Whether former Governor Bond purposefully misrepresented remarks made by Lieutenant Governor Woods in his television ads. Whether Mrs. Woods is too strident in her attacks on Mr. Bond.

``It's turning some people off,'' says Jim Spain, a Democratic farm-district representative in the state legislature. ``When there's no overarching issue,'' explains Woods, ``character becomes the issue.''

The contest between Bond and Woods, one of the tightest and most closely watched Senate races in the country, underscores the fact that this is a year in which campaigns will rise or fall on local rather than national concerns.

As in a number of other tight races, debate over national issues has been pushed into the background by a tussle over more parochial concerns. The Missouri race has become personal and sometimes bitter.

``It's getting worse every year -- the inevitable result of the increasing preeminence of television in the election process,'' Senator Eagleton says. ``The campaign people try to squeeze the most impact they can in 30 seconds, and that usually means a slam on the other person.''

In fact, a major point of debate has been over both candidate's television commercials. Woods aired a TV spot in late June that showed a farmer crying as he explained how he was foreclosed by a company that Bond serves as a board member. The ad provoked outrage from Republicans and editorial writers, who charged Woods with capitalizing on the farmer's plight for political ends. The reaction put Woods on the defensive.

Now Bond is on the spot for airing a series of TV commercials alleging that Woods is weak on nuclear arms control verification and that she ``trusts the Russians.'' The ads were based on remarks Woods made to the St. Louis Post-Dispatch. However, both Woods and the newspaper say that Bond misconstrued the remarks.

The final televised debate between Woods and Bond on Friday was dominated by an argument over whether Bond had deliberately misused Woods' comments. Woods called Bond a liar, labeling the ads ``outrageous conduct for someone running for the Senate'' and demanded that they be taken off the air.
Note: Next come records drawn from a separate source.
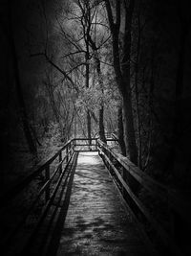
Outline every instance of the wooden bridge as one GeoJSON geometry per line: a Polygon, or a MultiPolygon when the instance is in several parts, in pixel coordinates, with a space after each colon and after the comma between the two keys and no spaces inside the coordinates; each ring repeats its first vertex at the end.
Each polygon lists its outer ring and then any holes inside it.
{"type": "Polygon", "coordinates": [[[190,202],[117,153],[115,143],[72,139],[1,196],[3,222],[27,188],[37,191],[10,232],[2,228],[3,255],[189,255],[190,202]],[[152,197],[149,205],[140,191],[152,197]]]}

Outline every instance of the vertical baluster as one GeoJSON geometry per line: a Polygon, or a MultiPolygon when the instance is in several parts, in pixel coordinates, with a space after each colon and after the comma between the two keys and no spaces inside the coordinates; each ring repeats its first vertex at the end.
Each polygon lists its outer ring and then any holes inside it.
{"type": "MultiPolygon", "coordinates": [[[[50,165],[48,165],[45,169],[45,180],[48,181],[50,179],[50,165]]],[[[45,200],[46,202],[50,199],[50,184],[47,186],[45,191],[45,200]]]]}
{"type": "MultiPolygon", "coordinates": [[[[62,151],[60,151],[59,152],[59,163],[62,161],[62,151]]],[[[62,163],[61,163],[61,165],[60,165],[60,168],[59,168],[60,170],[60,175],[61,175],[61,173],[62,173],[62,163]]]]}
{"type": "Polygon", "coordinates": [[[66,163],[68,163],[68,161],[69,161],[69,155],[68,155],[68,153],[69,153],[69,148],[68,148],[68,145],[66,146],[66,163]]]}

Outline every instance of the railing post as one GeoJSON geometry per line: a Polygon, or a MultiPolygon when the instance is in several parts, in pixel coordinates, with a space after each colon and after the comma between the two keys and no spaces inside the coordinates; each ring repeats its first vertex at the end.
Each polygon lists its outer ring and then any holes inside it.
{"type": "MultiPolygon", "coordinates": [[[[46,182],[50,179],[50,165],[45,169],[45,180],[46,182]]],[[[46,202],[50,199],[50,184],[47,186],[45,191],[45,200],[46,202]]]]}
{"type": "MultiPolygon", "coordinates": [[[[62,151],[59,152],[59,163],[62,161],[62,151]]],[[[60,164],[60,174],[62,173],[62,163],[60,164]]]]}
{"type": "Polygon", "coordinates": [[[66,163],[68,163],[68,161],[69,161],[69,155],[68,155],[68,153],[69,153],[69,148],[68,148],[68,145],[66,146],[66,163]]]}

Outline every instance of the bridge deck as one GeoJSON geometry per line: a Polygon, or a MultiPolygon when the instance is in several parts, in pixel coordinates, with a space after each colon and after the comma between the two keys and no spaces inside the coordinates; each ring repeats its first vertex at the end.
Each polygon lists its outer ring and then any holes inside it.
{"type": "Polygon", "coordinates": [[[148,256],[96,152],[80,152],[57,256],[148,256]]]}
Bond stood by his latest ad, and called Woods's complaints ``curious in the light of other commercials she has run.''

Woods also criticizes Bond for circulating flyers linking her with ``Hanoi Jane'' Fonda and pointing out that two Woods campaign contributors met with Nicaraguan leader Daniel Ortega in Los Angeles in 1984. Bond criticizes Woods for inaccurately describing an antiabortion amendment that he supports and she opposes.

Bond, a moderate Republican, was a popular two-term governor who left office in 1984. Woods, a liberal Democrat, was a state senator who came within a whisker of defeating Republican Sen. John Danforth in 1982 before her election as lieutenant governor two years ago.

They differ sharply on issues. Woods favors a moratorium on farm foreclosures until loans can be restructured, which Bonds says would destroy the farmers' future ability to get credit. Bond supports both aid to the contras and the Contadora peace talks, which Woods derides as his ``contra-Contadora-contradiction.''

But broader issues have given way to the verbal sparring, and polls have shown Missouri voters being swayed by intuition as much as anything else. Playing to that, Bond has run ads emphasizing his six-generation heritage in Missouri. Polls have given him the edge and show Woods as being hurt from the perception that she has been the more negative of the two.

Bond forces hope to rack up a solid victory in the Republican stronghold of St. Louis County. Democrats hope to hold Republican margins there to a minimum while running strongly in rural areas.